Dingell, age 92, was known to have been in declining health in recent months. He also suffered a heart attack Sept. 17, 2018. On Wednesday, a source close to the family confirmed he had cancer and was receiving hospice care.
Wednesday evening, John Dingell tweeted appreciation for the outpouring of support he'd received.
"The Lovely Deborah is insisting I rest and stay off here," he wrote, "but after long negotiations we've worked out a deal where she'll keep up with Twitter for me as I dictate the messages. I want to thank you all for your incredibly kind words and prayers. You're not done with me just yet."
Debbie Dingell was not present for President Donald Trump’s State of the Union address Tuesday evening, prompting her to explain her absence.
“Friends and colleagues know me and know I would be in Washington right now unless something was up,” Rep. Debbie Dingell, D-Mich., announced on her Facebook page. “I am home with John and we have entered a new phase.”
The two were married in 1981.
“He is my love and we have been a team for nearly 40 years,” the congresswoman wrote on Facebook. “I will be taking each day as it comes.

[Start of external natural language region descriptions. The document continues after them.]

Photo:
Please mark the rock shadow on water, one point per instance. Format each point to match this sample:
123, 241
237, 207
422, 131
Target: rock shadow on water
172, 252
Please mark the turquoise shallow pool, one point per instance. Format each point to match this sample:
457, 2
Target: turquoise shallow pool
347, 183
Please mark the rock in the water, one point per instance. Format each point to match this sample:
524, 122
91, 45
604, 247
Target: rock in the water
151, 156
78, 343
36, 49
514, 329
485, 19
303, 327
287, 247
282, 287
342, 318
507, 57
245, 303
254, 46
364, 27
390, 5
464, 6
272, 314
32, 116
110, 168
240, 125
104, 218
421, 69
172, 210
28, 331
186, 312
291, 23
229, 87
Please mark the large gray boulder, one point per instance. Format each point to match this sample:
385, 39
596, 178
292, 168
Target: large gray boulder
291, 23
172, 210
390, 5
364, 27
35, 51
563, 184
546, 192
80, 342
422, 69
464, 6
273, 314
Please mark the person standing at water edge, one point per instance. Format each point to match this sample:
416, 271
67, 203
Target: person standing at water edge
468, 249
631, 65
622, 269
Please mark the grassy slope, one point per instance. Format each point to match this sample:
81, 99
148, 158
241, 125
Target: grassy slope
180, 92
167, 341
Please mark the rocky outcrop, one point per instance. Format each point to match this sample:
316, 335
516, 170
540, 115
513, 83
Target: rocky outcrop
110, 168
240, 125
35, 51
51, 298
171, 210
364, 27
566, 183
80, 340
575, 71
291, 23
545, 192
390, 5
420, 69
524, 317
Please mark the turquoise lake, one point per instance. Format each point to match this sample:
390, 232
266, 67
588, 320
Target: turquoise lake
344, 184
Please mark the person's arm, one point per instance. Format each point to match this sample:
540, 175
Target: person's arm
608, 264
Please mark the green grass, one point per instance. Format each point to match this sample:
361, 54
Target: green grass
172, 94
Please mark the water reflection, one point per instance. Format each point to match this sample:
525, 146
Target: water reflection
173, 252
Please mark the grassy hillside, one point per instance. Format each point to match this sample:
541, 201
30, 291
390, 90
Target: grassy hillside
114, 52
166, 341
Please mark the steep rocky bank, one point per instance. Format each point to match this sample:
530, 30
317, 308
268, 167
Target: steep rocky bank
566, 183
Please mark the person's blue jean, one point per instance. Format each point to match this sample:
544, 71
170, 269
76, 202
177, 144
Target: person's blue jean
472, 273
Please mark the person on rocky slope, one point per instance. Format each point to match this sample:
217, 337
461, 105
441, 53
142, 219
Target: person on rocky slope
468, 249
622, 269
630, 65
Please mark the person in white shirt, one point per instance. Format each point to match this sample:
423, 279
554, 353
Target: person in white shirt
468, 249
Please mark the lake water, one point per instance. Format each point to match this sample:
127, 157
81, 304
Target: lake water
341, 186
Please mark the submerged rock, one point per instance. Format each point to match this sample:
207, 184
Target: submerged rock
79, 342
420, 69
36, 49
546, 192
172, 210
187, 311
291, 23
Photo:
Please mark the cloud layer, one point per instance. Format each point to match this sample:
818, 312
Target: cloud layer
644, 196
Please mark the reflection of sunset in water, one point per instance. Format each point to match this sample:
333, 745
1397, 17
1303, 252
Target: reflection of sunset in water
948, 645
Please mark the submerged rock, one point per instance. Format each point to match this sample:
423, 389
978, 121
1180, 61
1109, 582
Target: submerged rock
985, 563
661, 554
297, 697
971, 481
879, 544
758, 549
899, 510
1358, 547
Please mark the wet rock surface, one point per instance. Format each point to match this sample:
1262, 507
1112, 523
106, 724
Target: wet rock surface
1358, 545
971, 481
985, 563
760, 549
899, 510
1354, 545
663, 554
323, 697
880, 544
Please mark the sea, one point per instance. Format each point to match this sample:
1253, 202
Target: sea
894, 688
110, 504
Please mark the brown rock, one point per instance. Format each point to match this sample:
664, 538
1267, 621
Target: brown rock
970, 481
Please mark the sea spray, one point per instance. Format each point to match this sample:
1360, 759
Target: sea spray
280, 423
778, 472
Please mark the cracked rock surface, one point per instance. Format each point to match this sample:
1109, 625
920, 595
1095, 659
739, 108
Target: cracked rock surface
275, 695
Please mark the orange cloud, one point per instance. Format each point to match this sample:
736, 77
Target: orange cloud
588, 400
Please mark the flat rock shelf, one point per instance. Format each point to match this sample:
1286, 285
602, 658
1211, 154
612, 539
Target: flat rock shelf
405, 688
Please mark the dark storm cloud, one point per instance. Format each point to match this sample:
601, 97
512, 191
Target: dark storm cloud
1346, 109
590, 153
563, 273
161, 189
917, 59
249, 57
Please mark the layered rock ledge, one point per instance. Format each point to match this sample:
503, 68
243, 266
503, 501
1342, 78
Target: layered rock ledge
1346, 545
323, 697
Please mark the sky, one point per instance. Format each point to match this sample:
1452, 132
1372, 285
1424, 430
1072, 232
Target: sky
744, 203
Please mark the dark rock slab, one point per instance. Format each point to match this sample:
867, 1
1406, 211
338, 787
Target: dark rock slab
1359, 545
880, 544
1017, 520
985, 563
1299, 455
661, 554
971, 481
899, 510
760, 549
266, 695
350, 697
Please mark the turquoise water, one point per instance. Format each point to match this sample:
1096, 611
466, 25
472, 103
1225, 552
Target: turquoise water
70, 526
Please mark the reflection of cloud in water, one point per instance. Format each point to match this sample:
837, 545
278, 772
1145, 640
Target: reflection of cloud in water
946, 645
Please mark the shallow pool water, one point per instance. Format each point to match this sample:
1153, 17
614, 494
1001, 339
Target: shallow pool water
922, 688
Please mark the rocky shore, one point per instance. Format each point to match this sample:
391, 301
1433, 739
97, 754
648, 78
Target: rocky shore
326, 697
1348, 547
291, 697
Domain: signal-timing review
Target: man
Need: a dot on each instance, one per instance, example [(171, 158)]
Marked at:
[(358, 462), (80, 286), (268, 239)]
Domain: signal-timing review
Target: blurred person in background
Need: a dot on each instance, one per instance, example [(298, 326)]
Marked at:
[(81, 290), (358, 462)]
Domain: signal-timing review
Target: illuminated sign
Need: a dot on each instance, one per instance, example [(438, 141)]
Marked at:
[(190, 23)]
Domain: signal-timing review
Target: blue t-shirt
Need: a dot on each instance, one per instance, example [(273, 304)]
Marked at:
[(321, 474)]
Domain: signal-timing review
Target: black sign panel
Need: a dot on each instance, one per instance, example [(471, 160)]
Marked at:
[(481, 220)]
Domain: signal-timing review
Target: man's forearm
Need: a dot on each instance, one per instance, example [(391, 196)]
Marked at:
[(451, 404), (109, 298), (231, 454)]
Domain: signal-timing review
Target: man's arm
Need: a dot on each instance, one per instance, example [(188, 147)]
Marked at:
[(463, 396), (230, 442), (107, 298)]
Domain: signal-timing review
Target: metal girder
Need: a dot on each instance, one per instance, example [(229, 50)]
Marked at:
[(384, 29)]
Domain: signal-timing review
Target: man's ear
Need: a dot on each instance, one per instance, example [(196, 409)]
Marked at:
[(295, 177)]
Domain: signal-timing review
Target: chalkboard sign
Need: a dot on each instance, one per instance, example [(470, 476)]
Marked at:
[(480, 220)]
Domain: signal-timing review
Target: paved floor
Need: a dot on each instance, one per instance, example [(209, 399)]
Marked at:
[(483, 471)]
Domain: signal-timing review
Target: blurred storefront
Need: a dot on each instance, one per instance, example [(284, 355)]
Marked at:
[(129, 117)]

We thank people for their friendship and support and ask for prayers and privacy during this difficult time.”
Dingell succeeded his father, John Dingell Sr., at age 29, taking office on Dec. 13, 1955, and serving 30 terms in the House of Representatives. He retired January 3, 2015, after a storied career inside the Capitol – particularly on the House Energy and Commerce Committee, where he served two stints as chairman.
Dingell was drafted into the U.S. Army, serving from 1944-1946, achieving the rank of second lieutenant. He did not deploy overseas to a theater of war during World War II.
HarperCollins recently published Dingell’s memoir, titled: “The Dean: The Best Seat in the House.”
Speaker of the House Nancy Pelosi, who Dingell swore in as the first woman House Speaker in 2007, called him “a beloved pillar of the Congress and one of the greatest legislators in American history.”
“John Dingell leaves a towering legacy of unshakable strength, boundless energy and transformative leadership,” Pelosi, D-Calif., stated. “His memory will stand as an inspiration to all who worked with him or had the pleasure of knowing him. His leadership will endure in the lives of the millions of American families he touched.”
Former President Bill Clinton tweeted about Dingell Thursday night.
"There are few major legislative triumphs since 1955 that he didn’t have a key hand in passing," Clinton wrote. "Hillary & I are grateful to have worked with him & called him our friend."
Sen. Debbie Stabenow, D-Mich., remembered Dingell in a statement.
"Congressman John Dingell—the Dean of the House and my dear friend—was not merely a witness to history. He was a maker of it," she said in the statement. "I know that all of us in Michigan are sending her and their family and many friends our love and support at this time.”
In a Twitter thread, Michigan Gov. Gretchen Whitmer remembered him. She wrote, "Today the great State of Michigan said farewell to one of our greatest leaders. John Dingell will forever be remembered as ‘The Dean’ of Congress not simply for the length of his service, but for his unparalleled record of legislative accomplishments."
"The Congressman’s grit, humility and humor taught us all that we can disagree without being disagreeable, while still finding common ground and working together to get things done" she added.
While Sen. John McCain, R-Ariz., was battling cancer, Dingell wrote on Twitter that he looked forward to catching up with him soon.
"My friend @SenJohnMcCain is a dogged ole S.O.B.," he wrote. "Sharp as hell and tougher than a $2 steak."
McCain died in August 2018 at the age of 81.
In 2014, then-President Barack Obama presented Dingell with the Presidential Medal of Freedom. In a Facebook post, he asked who wore it best and shared photos of Obama placing the medal on him and and actress Meryl Streep.
Obama shared a number of Dingell's accomplishments in a statement, including his work on Medicare, the Affordable Care Act and helping to rescue Detroit's auto industry during Obama's tenure in office.
Whitmer ended her Twitter thread calling for Dingell's life to be an example for the country.
"In this divisive time, may we all draw wisdom and inspiration from the truly remarkable life of Congressman John Dingell, and may we all continue to learn from his example of selfless public service as we work to build a better future for our state," she wrote.